王宮での二人(メイド編)
「サラはあまり主張がなく、黙々と仕事をこなすタイプですね」
最初の作戦会議から数日。
メイド長のことはサラのことをこのように表現した。
あまり目立たず、会議などで意見を述べることは少ない。しかし、意見を求めればしっかりと答えが返ってくるし、仕事は黙々となおかつ完ぺきにこなすタイプだと。
アニー曰く、出身地の村では活発な女の子だったといわれていたそうなので、目立たないだとか意見を述べないだとかは潜入のため、懸命に演技をしている可能性が高いのだが、仕事が完璧だという点については彼女の実力そのものか、メイド長の指導がいいかのどちらかだろう。
「なるほど、主張がなく黙々と仕事をこなすタイプね……」
クリスはメイド長の言葉を口に出しながら飲み込む。
「この数日間観察してみてどうかしら?」
「そうですね……特段変わったことはなく、普段通りとしか……もっとも、私も仕事がありますので監視できる範囲には限りがありますので監視下に無い場所で何かをしているという保証はないのですが……」
「まぁそれに関しては仕方ないわ。これからも監視を続けてちょうだい。というのと、もう一つの話題なのだけど……」
クリスの言葉にメイド長は小さく首をかしげる。
「もう一つの話題ですか?」
その後に出てきた言葉からして、おそらく先のサラに関する報告だけで終わりだと思っていたのだろう。
そんなメイド長を前にクリスは言葉を紡ぐ。
「あなたに一つお願いがあってね。もちろん、サラの監視を優先してほしいのだけど、他にこちらの味方に引き入れられそうな人物を探してほしくて……」
「……なるほど。そういうことですか」
クリスが用件を告げると、メイド長は納得の表情を浮かべる。
「味方となるといろいろな人物に探りを入れる必要が出てきますね。それに人数もあまり多くない方がいいかと……万が一にも敵を招き入れるようなことがあってはなりませんから」
「まぁそれはそうね。人選は慎重にしたいし、候補が出たらいったんメイに監視をしてもらって、その上で判断しようと思っているわ」
「なるほど。それなら安心できるかもしれませんね」
メイド長としてはやはり、選びに選んだ味方の中に敵が混じってしまうという事態を恐れているらしい。それに関しては、クリスとしては当初から恐れていたことなので否定する気もないが、そればかりを考えていたら前に進むことができない。もしも、敵が入ることを恐れていたら、敵である可能性が完全に否定できない衛兵長を味方につけようなどという発想にすら至らなかっただろう。

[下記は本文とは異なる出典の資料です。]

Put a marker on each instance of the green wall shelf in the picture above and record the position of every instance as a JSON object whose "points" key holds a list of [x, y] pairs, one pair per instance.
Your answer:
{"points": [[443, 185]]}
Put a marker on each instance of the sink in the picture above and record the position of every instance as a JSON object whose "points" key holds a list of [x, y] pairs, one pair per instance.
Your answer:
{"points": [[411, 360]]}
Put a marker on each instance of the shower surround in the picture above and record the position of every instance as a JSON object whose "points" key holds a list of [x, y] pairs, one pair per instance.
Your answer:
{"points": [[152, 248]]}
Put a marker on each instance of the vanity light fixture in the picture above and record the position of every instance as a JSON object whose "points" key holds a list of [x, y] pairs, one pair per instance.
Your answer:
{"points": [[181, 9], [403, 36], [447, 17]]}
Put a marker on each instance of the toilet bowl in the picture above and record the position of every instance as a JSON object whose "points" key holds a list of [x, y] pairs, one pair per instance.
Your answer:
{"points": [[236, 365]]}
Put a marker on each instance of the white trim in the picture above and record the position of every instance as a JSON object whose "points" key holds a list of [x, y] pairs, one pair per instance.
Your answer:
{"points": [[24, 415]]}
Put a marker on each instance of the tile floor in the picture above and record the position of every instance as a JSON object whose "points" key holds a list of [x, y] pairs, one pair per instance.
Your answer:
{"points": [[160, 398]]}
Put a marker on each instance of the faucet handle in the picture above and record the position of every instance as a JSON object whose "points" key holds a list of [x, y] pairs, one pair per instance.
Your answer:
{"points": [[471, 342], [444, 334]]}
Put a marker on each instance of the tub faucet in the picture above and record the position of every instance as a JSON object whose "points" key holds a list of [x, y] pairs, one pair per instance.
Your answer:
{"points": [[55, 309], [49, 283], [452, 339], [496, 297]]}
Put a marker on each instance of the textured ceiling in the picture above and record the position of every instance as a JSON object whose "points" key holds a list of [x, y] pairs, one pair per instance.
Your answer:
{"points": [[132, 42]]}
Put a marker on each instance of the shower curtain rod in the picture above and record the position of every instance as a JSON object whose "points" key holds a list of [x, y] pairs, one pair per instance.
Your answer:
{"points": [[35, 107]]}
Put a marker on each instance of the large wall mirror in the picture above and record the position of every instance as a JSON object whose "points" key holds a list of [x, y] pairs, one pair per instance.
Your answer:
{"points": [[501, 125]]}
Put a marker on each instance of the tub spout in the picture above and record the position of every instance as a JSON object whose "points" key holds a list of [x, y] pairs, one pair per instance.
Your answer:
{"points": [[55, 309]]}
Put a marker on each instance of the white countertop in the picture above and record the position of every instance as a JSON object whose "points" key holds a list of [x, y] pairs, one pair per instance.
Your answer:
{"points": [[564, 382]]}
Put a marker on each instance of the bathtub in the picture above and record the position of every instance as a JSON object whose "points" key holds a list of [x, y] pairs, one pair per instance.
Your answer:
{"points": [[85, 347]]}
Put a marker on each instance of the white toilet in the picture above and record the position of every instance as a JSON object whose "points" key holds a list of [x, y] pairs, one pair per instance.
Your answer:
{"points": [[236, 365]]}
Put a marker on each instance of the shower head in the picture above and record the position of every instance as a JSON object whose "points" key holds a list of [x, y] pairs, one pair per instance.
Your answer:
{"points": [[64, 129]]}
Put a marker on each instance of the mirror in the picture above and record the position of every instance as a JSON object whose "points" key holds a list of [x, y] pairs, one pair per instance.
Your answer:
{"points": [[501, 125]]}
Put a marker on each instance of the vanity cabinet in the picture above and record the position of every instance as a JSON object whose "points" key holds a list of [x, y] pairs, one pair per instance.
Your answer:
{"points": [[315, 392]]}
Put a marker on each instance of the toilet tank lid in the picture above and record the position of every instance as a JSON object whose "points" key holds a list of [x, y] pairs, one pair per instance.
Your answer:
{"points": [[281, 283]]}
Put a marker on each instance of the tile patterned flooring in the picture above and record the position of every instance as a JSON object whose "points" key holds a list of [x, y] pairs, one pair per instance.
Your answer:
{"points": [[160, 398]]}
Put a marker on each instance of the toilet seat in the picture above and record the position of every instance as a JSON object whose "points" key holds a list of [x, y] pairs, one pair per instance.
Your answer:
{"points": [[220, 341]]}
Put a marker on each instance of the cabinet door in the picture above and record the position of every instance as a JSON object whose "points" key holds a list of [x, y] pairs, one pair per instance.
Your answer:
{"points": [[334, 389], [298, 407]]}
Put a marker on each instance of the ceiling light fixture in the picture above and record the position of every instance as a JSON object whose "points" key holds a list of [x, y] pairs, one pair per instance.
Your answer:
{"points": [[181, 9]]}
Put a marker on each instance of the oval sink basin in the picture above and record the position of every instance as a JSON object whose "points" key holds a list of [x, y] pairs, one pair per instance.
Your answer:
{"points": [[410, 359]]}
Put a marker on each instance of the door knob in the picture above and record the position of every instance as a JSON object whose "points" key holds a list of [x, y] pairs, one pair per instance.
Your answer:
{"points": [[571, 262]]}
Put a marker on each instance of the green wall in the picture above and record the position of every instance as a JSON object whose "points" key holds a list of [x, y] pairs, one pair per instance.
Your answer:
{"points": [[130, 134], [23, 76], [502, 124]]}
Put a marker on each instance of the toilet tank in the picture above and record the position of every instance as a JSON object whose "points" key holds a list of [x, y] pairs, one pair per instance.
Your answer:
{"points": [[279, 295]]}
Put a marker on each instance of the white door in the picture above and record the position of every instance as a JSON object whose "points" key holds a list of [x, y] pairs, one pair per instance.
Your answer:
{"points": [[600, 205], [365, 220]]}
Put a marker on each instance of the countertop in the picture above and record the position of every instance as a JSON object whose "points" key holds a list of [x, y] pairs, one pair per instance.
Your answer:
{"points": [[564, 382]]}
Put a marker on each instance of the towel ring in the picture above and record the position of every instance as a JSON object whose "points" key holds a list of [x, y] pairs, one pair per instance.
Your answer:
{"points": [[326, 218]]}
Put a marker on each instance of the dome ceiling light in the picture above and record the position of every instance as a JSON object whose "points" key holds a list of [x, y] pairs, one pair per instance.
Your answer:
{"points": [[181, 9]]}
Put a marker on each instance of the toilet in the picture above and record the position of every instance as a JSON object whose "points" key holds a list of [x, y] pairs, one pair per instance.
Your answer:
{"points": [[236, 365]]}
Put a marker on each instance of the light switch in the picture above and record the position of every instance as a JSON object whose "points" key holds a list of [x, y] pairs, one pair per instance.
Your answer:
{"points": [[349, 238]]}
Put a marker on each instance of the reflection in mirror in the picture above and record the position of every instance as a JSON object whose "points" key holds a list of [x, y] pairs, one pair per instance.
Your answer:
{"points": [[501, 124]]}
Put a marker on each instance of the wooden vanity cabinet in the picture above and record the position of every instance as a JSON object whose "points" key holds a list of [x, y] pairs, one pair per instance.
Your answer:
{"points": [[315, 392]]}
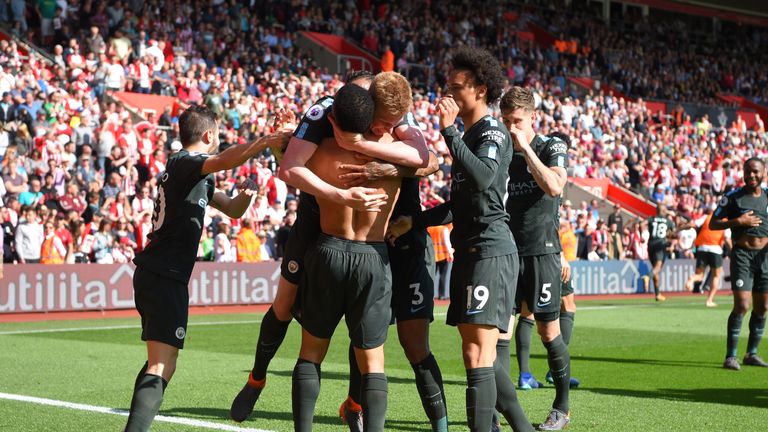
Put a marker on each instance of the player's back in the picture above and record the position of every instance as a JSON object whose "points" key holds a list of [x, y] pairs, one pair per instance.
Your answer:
{"points": [[342, 221]]}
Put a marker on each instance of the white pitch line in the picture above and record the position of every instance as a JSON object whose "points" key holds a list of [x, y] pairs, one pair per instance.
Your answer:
{"points": [[129, 326], [105, 410]]}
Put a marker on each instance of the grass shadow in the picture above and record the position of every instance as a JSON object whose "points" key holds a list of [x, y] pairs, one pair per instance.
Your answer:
{"points": [[636, 361], [752, 398], [340, 376], [221, 414]]}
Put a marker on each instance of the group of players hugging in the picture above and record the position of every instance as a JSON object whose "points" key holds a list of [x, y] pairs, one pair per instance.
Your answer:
{"points": [[360, 250]]}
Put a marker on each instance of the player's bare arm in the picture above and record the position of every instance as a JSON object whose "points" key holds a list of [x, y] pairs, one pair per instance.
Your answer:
{"points": [[295, 172], [357, 175], [410, 151], [748, 220], [238, 155], [235, 207]]}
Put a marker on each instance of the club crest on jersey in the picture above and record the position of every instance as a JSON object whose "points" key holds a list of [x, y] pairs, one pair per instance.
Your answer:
{"points": [[293, 266], [315, 112]]}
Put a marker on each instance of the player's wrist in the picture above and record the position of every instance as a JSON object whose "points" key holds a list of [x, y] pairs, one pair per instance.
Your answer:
{"points": [[449, 130]]}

もっとも、衛兵長に関してはアンズが一応味方であることと、メイがあの現場を見た後の行動からして敵である可能性はある程度排除されたという判断の上で声をかけたわけだが……
しかしだ。ここでふとクリスは考える。
あの衛兵長が仕掛けた罠が暗殺のためのものでなかったとしたら、クリスティーヌ姫暗殺未遂事件という存在そのものがなくなってしまうのではないかと。誰かが衛兵長に指示をしてそれをごまかすためにあのようなわなを仕掛けた可能性もあるのだが、肝心の衛兵長は言葉を濁すばかりで確信を得られるような答えは帰ってきていない。
いずれにしても、クリスの敵であろう人物が王宮内にいるという事実に変わりはないのだが、そのあたりの事情については改めて衛兵長を問いただした方がいいかもしれない。
「あの……クリス様?」
そこまで考えたところでクリスはメイド長の言葉で現実に引き戻される。
「えっあぁごめんなさい。話は以上だから仕事に戻ってもいいわ」
「はい。かしこまりました」
クリスの言葉を聞き届けると、彼女は深々と頭を下げてから部屋を出ていく。
その背中を見送った後にクリスは近くに控えていたアニーに衛兵長を呼んでくるようにと頼む。その言葉を聞いて部屋を出ていくアニーを見送ると、クリスは深くため息をついた。
『どうかしたの?』
「どうもこうも事情が見えてこないからね……ため息の一つもつきたくなるわよ」
そういうと、クリスはその場で立ち上がり、窓際へと歩いていった。